Understanding the Internet — the ‘Experiment That Escaped the Lab’
Maria Apostolaki’s research focuses on something billions of people use every day, but few fully understand: internet networks. Despite their ubiquity, these systems largely operate out of public view. Apostolaki’s work to make networks more secure helps protect everyone who uses the internet.
Originally from Greece, she studied electrical and computer engineering at the National Technical University of Athens. While pursuing her Ph.D. in information technology and electrical engineering at ETH Zurich, Apostolaki worked at Microsoft and Google in research and software engineering. Since joining the Princeton faculty, Apostolaki has won a National Science Foundation award and a Sloan fellowship, totaling $675,000 in funding for her research.
Apostolaki’s lab focuses on making internet networks secure, drawing on multiple disciplines, including machine learning, data processing, and hardware. “Just understanding that there is this issue, there is this risk, I can make multiple different choices to reduce my risk and also push toward a more universal solution that would make the internet more secure,” Apostolaki says.
Quick Facts
Title
Assistant professor of electrical and computer engineering
Time at Princeton
4 years
Recent Class
Computer Networks
Apostolaki’s Research: A Sampling
Data center traffic
Researchers such as Apostolaki talk about internet networks in terms of their topology or graphs, which show how devices like phones and TVs on a network are connected with one another. The internet is made up of thousands of interconnected networks. Data centers host websites, artificial intelligence models, and games, and act as the “cloud” where information is stored.

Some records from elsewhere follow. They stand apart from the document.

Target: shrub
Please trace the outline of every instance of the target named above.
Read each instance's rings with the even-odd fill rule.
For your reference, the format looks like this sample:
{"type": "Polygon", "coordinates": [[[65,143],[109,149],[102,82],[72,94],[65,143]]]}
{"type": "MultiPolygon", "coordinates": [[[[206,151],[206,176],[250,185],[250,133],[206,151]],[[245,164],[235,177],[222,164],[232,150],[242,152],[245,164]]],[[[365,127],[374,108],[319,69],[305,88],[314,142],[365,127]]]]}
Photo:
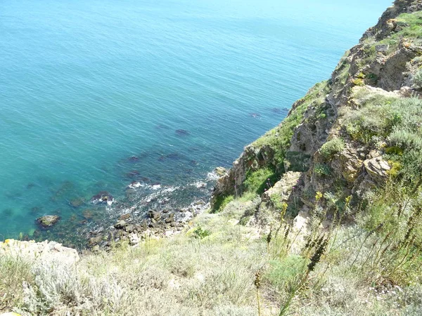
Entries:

Apostolaki recently co-authored a paper exploring ways for smaller data centers to process traffic. Most studies about data center efficiency have focused on large-scale producers, such as Google and Microsoft. But it’s important for data centers of every size to perform efficiently in order to route information appropriately.
“Improving the efficiency and connectivity of smaller data centers is important because many of them rely on the public internet rather than private backbone networks,” Apostolaki says. “If we can help these data centers communicate more efficiently over the internet, typical users may see better performance for the services hosted there.”
Middle Monitoring
Another recent paper Apostolaki co-authored focuses on routing attacks on networks. Apostolaki compared it to someone reading the exterior of envelopes in the mail. “They may not see the message inside, but they can see who is sending mail to whom, how often, and how large each envelope is. That information can still reveal a lot,” she says.
Her work aims to reduce this exposure by preventing any single intermediate network from seeing the full communication pattern. Instead of sending all traffic over one path, we can split traffic across multiple internet paths, making it harder for one network to infer what the user is doing.
This issue is “fundamentally hard to solve,” Apostolaki says, in part because it is difficult even to know that there’s a middleman there, and it can take significant time to identify an attack. The one thing attackers can’t hide is latency, Apostolaki says, which is the time delay for data to travel. Deploying a latency monitor at the border of a network could allow a network to stop traffic if it senses latency. Apostolaki said that many networks already have such a monitor in place.
Security Solutions
Apostolaki’s lab is currently working toward the creation of what’s known as a neurosymbolic network. The term “neurosymbolic” combines two concepts: “neural” referring to machine learning, and “symbolic” referring to the creation of math equations that logically run the network. Apostolaki says that right now it is difficult to have a good model of an internet network, meaning that it is more difficult to solve security issues and create efficiencies.
The internet, Apostolaki says, was not designed to be secure — it’s “an experiment that escaped the lab.” Creating a mathematical model for internet networks that would collaborate with machine learning combines what she calls the “creativity and power” of machine learning with the “guarantees and the trustworthiness” of mathematical models. “Networks are actually critical infrastructure,” she explains. “So we cannot afford [to be] making mistakes.”